My intuition tells me that the $0$th local homology group (with respect to an abelian group $G$) should be the same as the $0$th homology group, since if we look in a neighborhood of a point, the resulting complex is equivalent to the original. 
However, I am computing a trivial $0$th local homology group:
$$ C_0(X,G) = \{ g_1 v_1 + g_2 v_2 \Big| \ g_1, g_2 \in G \},  $$
$$ C_0(X \backslash \{v_1\},G) = \{ gv_2 \Big| \ g \in G \}. $$
$$ C_0(X,X \backslash\{v_1\},G):= C_0(X,G) / C_0(X \backslash \{v_1\},G) = \{ [g_1 v_1 + g_2 v_2]; \ \equiv [h_1 v_1 + h_2 v_2] \iff g_1=h_1 \} $$
Similarly,
$$ C_1(X,X \backslash\{v_1\},G) = \{[ge_1]\} \cong C_{1}(X,G),$$
so $$ \text{im} \ \partial_1^{'} = \partial_1^{'} [ge_1] = [\partial_1(ge_1)] = [g(v_2 - v_1)] = [g_1 v_1 + g_2 v_2] \cong C_0(X,X \backslash\{v_1\},G)$$
which can be seen to give a trivial $0$th homology group. Please excuse the lack of precise notation. I understand that I am denoting sets and omitting the group operations, but this is just for brevity. Any help here would be appreciated. I am also computing the first local homology to be $0$.
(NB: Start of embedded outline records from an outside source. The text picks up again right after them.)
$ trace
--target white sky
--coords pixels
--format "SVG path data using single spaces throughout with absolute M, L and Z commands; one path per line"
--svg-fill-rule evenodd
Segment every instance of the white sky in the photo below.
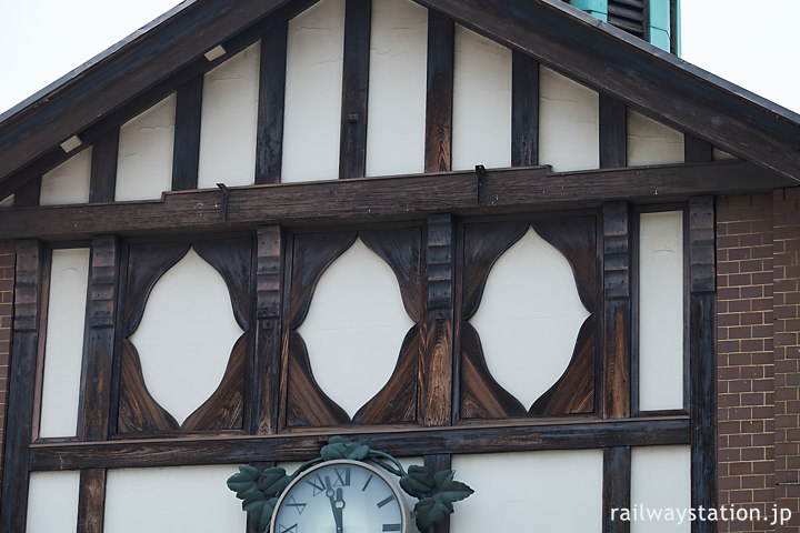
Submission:
M 681 0 L 683 59 L 800 112 L 798 0 Z M 0 0 L 0 113 L 177 0 Z

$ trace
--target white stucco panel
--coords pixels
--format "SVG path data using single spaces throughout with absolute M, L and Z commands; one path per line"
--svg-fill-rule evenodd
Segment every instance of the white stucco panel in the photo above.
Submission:
M 539 68 L 539 163 L 554 171 L 600 167 L 600 110 L 596 91 Z
M 281 180 L 339 177 L 344 0 L 321 0 L 289 21 Z
M 79 471 L 32 472 L 27 533 L 74 533 L 79 492 Z
M 256 132 L 261 42 L 203 77 L 198 189 L 256 181 Z
M 150 291 L 130 341 L 150 394 L 180 424 L 217 390 L 242 333 L 224 280 L 190 249 Z
M 683 408 L 683 212 L 639 219 L 639 409 Z
M 244 531 L 233 465 L 109 470 L 106 533 Z M 74 529 L 73 529 L 74 531 Z
M 358 239 L 320 278 L 298 332 L 317 383 L 352 416 L 391 378 L 412 325 L 394 273 Z
M 511 50 L 456 24 L 452 169 L 511 167 Z
M 88 248 L 52 252 L 39 422 L 41 438 L 73 436 L 78 430 L 89 260 Z
M 151 200 L 172 188 L 176 95 L 120 127 L 114 200 Z
M 91 147 L 42 175 L 39 205 L 89 203 Z
M 529 229 L 492 266 L 470 323 L 492 376 L 530 408 L 567 370 L 587 316 L 569 262 Z
M 373 0 L 367 175 L 424 172 L 428 10 Z
M 476 492 L 454 504 L 450 531 L 600 533 L 602 450 L 453 455 Z
M 628 165 L 683 162 L 683 133 L 628 110 Z

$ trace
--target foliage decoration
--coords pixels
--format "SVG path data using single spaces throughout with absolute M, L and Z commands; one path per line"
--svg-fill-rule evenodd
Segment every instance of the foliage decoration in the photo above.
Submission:
M 256 531 L 267 533 L 278 499 L 289 483 L 316 464 L 341 459 L 371 463 L 400 477 L 400 487 L 418 500 L 413 515 L 420 533 L 433 533 L 436 526 L 453 512 L 453 502 L 474 492 L 466 483 L 453 480 L 456 473 L 452 470 L 433 474 L 426 466 L 411 465 L 406 472 L 400 462 L 388 453 L 343 436 L 332 436 L 322 446 L 319 457 L 301 464 L 291 475 L 280 466 L 263 471 L 249 465 L 239 466 L 239 472 L 228 479 L 228 489 L 242 501 L 242 509 L 250 515 Z

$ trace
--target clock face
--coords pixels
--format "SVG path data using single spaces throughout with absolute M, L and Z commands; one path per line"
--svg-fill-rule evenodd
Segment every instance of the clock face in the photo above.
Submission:
M 381 471 L 356 461 L 328 461 L 283 491 L 272 533 L 406 533 L 407 514 L 404 500 Z

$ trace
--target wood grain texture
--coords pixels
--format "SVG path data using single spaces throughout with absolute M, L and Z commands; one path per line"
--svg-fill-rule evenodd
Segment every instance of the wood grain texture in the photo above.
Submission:
M 3 452 L 2 513 L 0 531 L 24 533 L 28 514 L 29 453 L 33 420 L 39 351 L 42 269 L 44 251 L 40 241 L 17 241 L 14 266 L 13 360 L 10 369 Z
M 539 62 L 511 57 L 511 167 L 539 164 Z
M 363 178 L 367 169 L 372 0 L 346 0 L 339 178 Z
M 82 469 L 78 493 L 78 533 L 103 533 L 106 470 Z
M 326 436 L 342 433 L 401 456 L 670 445 L 688 444 L 691 439 L 688 416 L 619 421 L 572 418 L 551 423 L 359 430 L 342 432 L 342 428 L 331 428 L 268 436 L 33 444 L 30 465 L 33 471 L 42 471 L 308 461 L 319 456 Z
M 118 155 L 119 128 L 112 128 L 92 144 L 89 203 L 114 201 Z
M 174 145 L 172 149 L 172 190 L 197 189 L 200 169 L 200 121 L 202 117 L 202 74 L 178 88 Z
M 620 169 L 628 164 L 628 108 L 600 93 L 600 168 Z
M 253 230 L 258 224 L 419 220 L 428 214 L 481 214 L 580 207 L 604 201 L 666 202 L 691 194 L 771 191 L 787 181 L 740 161 L 549 173 L 544 167 L 492 170 L 487 205 L 478 177 L 364 178 L 231 189 L 226 221 L 219 191 L 168 192 L 163 201 L 39 207 L 0 211 L 0 239 L 76 239 L 99 233 Z
M 426 172 L 452 168 L 453 57 L 456 23 L 428 10 L 428 74 L 426 91 Z
M 256 135 L 257 184 L 281 181 L 288 31 L 289 23 L 284 21 L 261 37 Z

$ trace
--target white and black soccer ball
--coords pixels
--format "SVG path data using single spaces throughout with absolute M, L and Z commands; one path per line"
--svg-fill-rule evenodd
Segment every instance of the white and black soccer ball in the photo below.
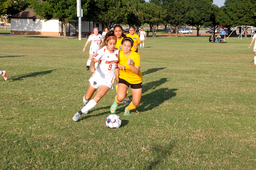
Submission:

 A: Your computations seems fine, it is the intuition (that the local homology at the vertex should agree with the actual homology of the graph) that is incorrect. Recall that the local homology of any reasonable space $X$ at the point $x \in X$ is the relative homology of the pair $(X,X\setminus\{x\})$ with whatever coefficients. For most spaces that you'll care about (thanks to excision), the intuition you should have is that you're computing relative homology of a small closed neighborhood $K$ around $x$ in $X$ relative to its boundary $\partial K$.
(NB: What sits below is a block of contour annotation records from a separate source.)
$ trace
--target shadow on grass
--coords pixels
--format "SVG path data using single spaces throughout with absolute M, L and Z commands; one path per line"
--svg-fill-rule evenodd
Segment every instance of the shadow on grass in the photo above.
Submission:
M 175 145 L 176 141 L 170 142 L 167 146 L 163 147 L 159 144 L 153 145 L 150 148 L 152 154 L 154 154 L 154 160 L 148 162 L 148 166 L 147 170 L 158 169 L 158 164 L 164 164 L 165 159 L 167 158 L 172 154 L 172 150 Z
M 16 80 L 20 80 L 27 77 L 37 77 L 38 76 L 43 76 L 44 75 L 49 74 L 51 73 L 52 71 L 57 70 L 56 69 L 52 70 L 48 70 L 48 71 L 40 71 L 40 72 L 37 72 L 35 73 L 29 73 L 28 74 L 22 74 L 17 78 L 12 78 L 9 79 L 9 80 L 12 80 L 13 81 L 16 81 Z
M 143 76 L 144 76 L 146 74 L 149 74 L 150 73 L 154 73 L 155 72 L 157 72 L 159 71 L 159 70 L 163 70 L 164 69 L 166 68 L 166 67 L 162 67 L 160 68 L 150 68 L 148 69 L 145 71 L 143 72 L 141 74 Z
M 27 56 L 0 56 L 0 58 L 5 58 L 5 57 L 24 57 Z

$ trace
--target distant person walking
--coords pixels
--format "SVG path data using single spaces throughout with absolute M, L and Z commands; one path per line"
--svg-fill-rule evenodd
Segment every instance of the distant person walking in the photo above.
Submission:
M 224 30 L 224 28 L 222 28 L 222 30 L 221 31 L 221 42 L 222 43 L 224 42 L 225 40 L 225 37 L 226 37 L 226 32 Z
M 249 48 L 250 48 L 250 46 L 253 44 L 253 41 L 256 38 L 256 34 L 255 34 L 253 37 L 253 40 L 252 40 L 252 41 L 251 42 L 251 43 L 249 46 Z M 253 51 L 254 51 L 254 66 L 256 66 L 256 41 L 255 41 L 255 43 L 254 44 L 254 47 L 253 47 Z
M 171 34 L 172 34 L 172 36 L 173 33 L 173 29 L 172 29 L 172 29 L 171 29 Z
So in your case, do the following: draw a tiny closed ball around $v_1$, and note that it intersects your graph in a small (closed) interval with $v_1$ as one endpoint. Now the boundary of the ball intersects that closed interval in the opposite endpoint, and you're simply computing the relative homology of a closed interval modulo one endpoint. The answer is, as your computation shows, trivial in all dimensions.
Here's a nice theorem: the relative homology of any vertex in a graph is trivial in all dimensions except one, where it is free with rank $G^{d-1}$, where $d$ is the degree of your vertex. The quotient space which computes this relative homology is always a wedge of circles modulo the common point.